Despite rumors of a police raid on the embassy, the future of this siege looks set to involve a PR war of attrition, and a long, contentious litigious squabble. The British government on Thursday threatened to revoke the diplomatic status of the Knightsbridge embassy, but as legal bloggers Carl Gardener and David Allen Green point out, the underlying law is at best ambiguous and has never been tested in court. Nonetheless, the mere threat of it has been a gift to those who accuse the U.K. authorities of using a sledgehammer to crack a nut, and being the tools of a secret American plan to extradite Assange to the U.S. and treat him the same way as Bradley Manning, the former marine who provided WikiLeaks with its biggest ever scoop: millions of secret U.S. diplomatic cables.
Like the Greeks outside Troy, the main challenge for the besiegers is to keep a common front and stop fighting among themselves, but Assange has already caused significant divisions in the British government. The foreign secretary, William Hague, supported the threat to revoke diplomatic status, while his Foreign Office staff was aghast about how the move would be perceived overseas and the precedent it would set for their own embassies. Hague faced opposition not only from the Liberal Democrat deputy prime minister, Nick Clegg, but also the veteran Tory justice minister Kenneth Clark. In the end Prime Minister David Cameron had to step in and break the deadlock.
Not only has Assange therefore created domestic tensions in the U.K. government, he’s begun to cause a rift further afield. That Assange would choose President Rafael Correa’s country over Sweden has clearly left many Swedes incensed. Their foreign minister, Carl Bildt, has been busy pointing out Ecuador’s poor record on freedom of the press and civil liberties under Correa. Ecuador has been criticized by Human Rights Watch, Index on Censorship, and Reporters Without Borders. On Friday, the Ecuadorean government filed a motion to the Organization of American States calling for condemnation of U.K. threats to enter its London embassy.
Meanwhile, civil libertarians in both Britain and the United States have been deeply split by Assange’s latest move. Many supporters of WikiLeaks, such as Owen Jones, argue that the rights of the alleged victims of rape and sexual assault should first have their day in court. However, others claim Assange is not being afforded due process and is the victim of an American-led campaign to discredit and then charge him.
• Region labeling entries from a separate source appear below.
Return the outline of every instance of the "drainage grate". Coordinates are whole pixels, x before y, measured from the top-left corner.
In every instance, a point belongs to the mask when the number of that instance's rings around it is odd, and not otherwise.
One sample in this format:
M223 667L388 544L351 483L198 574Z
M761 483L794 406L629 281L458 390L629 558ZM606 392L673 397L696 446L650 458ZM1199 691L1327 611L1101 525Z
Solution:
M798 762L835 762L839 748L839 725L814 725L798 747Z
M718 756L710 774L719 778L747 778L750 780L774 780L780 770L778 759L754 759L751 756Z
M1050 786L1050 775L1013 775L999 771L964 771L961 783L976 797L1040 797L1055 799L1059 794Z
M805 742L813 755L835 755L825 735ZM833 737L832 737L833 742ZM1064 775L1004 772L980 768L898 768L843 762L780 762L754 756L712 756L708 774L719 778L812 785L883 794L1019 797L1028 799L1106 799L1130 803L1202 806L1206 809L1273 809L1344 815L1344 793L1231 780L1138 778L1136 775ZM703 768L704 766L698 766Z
Glenn Greenwald claims Ecuador showed “extraordinary courage” in giving the activist asylum. Some have noted that most Swedish prisons have much better facilities than the cramped Ecuadorean embassy and that, in accordance with European law, Sweden would not extradite a suspect to the U.S. who could face a death penalty.
Earlier Friday, Assange announced plans to talk the crowds from the window of the embassy, thus upping the ante once more. Love him or loathe him as a campaigner for journalism and transparency or a self-publicist with no regard for anyone but himself, Assange is certainly a genius at creating provocations and looks set to dramatically divide opinion inside his embassy bolt-hole for weeks to come.